De son côté, Samine Said Ahmed est nettement moins loquace : «Moi, les choses sont claires, monsieur le juge. Comme je vous l’ai dit depuis le début, je n’ai rien à faire de près ni de loin avec cette affaire.» Néanmoins, grâce aux déclarations des uns et des autres, la pyramide de responsabilités se dessine peu à peu. Au-dessus des deux petites mains, apparaît un certain Abdelkader Belkhatir. Il est le passeur de messages (et de billets), celui qui reconnaît avoir mis en relation Al Hair Hamadi avec «le Blanc», à savoir Pascal Dauriac, son beau-frère. Abdelkader Belkhatir soutient qu’il ignorait ce qui se tramait exactement, qu’il est resté «cloué» quand il a appris l’identité de la victime. Pascal Dauriac lui aurait seulement dit qu’il travaillait pour un client, «un Polonais qui faisait des affaires bizarres et qui voulait éliminer quelqu’un qui le gênait». L’entrée en scène de Pascal Dauriac permet de faire le lien entre la pègre marseillaise et les hautes sphères monégasques.

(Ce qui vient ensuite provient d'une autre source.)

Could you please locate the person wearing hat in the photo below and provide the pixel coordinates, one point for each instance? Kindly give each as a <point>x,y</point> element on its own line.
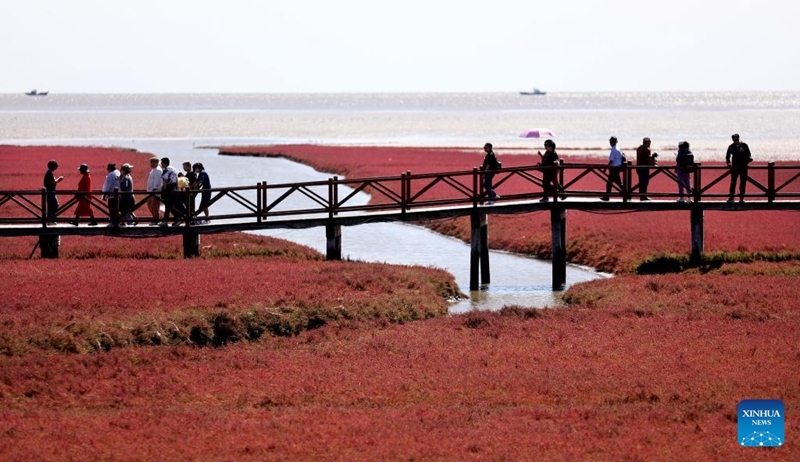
<point>127,200</point>
<point>153,187</point>
<point>644,160</point>
<point>84,208</point>
<point>109,187</point>
<point>615,161</point>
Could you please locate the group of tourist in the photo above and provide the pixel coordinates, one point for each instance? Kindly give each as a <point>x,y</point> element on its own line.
<point>737,157</point>
<point>164,185</point>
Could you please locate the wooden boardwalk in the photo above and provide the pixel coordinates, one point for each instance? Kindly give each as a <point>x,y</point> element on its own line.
<point>413,198</point>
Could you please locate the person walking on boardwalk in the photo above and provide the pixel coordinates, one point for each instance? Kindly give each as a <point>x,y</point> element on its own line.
<point>84,208</point>
<point>203,183</point>
<point>153,187</point>
<point>615,160</point>
<point>644,160</point>
<point>169,192</point>
<point>109,186</point>
<point>490,164</point>
<point>50,182</point>
<point>127,200</point>
<point>549,159</point>
<point>683,165</point>
<point>737,158</point>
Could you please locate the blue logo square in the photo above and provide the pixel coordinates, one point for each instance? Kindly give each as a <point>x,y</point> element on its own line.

Le quadragénaire officie en effet en tant que coach sportif pour le gratin de la Côte d’Azur. En garde à vue, il veut bien endosser un rôle d’organisateur, mais pointe son doigt vers le haut pour désigner l’instigateur. Il explique que Wojciech Janowski, l’un de ses fidèles clients depuis treize ans, l’aurait «manipulé» pour le contraindre à «liquider [sa] belle-mère». Le coach dépeint une relation d’emprise entre cadeaux et menaces afin qu’il accepte de se débarrasser de l’héritière monégasque, décrite comme «un monstre», «quelqu’un sans cœur et sans pitié». La prime était alléchante : 140 000 euros.

«Maltraitance psychique»

Cette fois, on arrive tout en haut du Rocher. Drôle de personnage que Wojciech Janowski. Né à Varsovie, il a rencontré la fille d’Hélène Pastor, Sylvia Ratkowski (qui sera tout de suite mise hors de cause et qui s’est porté partie civile), en 1986 alors qu’elle venait de se séparer de son premier époux. Ils vivent ensemble depuis près de trente ans, ne sont pas mariés, ont une fille ensemble et une autre de la première union de Sylvia. L’homme présente bien sous tous rapports : il a créé une association de lutte contre l’autisme, il est consul de Pologne à Monaco et gérant de sociétés (on découvrira finalement qu’elles ne servent de prétexte qu’à une incroyable cavalerie financière…).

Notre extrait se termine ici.